Les participants indiquent également que la mise en place d’un « groupe de consommateurs et d’un groupe communautaire » pourrait s’avérer un moyen efficace de recueillir les commentaires des intervenants sur les politiques. Ils suggèrent que les services d’intervention précoce auprès des jeunes s’associent au SCC. Alors qu’une stratégie nationale de communications est importante, il s’avère également essentiel de communiquer avec les employés du SCC.

Enfin, les participants soulignent que « la maladie mentale ne commence pas à se manifester lors de l’emprisonnement ». Les délinquants atteints d’une maladie mentale ou de déficiences cognitives ont souvent eu accès à des ressources dans la collectivité dans le passé. Ils disent que « nous devons veiller à ce que ces gens soient tenus informés et à les maintenir dans le coup en leur faisant comprendre que nous ne sommes responsables que temporairement de leurs actions ». « Nous devons démystifier le processus et éliminer toute crainte envers celui-ci. »

Conclusion

Mme MacLean remercie les participants de leurs commentaires et des idées fort utiles qu’ils ont mises de l'avant pendant les discussions. Elle souligne que l’idée voulant que le SCC fasse preuve d’ouverture est à la fois « importante et difficile », car elle implique un risque qui doit être géré. Les changements apportés au milieu correctionnel peuvent prendre du temps en raison du « danger en cause ». C’est important de bien le comprendre.

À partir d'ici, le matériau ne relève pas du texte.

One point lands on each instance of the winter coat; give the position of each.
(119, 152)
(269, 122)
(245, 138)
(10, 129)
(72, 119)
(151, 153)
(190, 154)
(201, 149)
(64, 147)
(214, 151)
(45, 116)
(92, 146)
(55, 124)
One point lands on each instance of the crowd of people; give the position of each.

Mme MacLean souligne qu’il est « rassurant de savoir que personne n’a de solution magique », et dit avoir été impressionnée par la franchise des conférenciers et des participants lors des discussions qu’ils ont eues au sujet des meilleures pratiques et des leçons apprises. Elle affirme que ce symposium fournira des renseignements utiles en vue de la création d’un plan d’action, et que « nous pourrons faire avancer deux ou trois choses concrètes ».

Mme MacLean remercie les organisateurs et le personnel du symposium de leur travail formidable, et remercie tout particulièrement Heather Lockwood qui a apporté une contribution exceptionnelle en se chargeant d’organiser la logistique du symposium.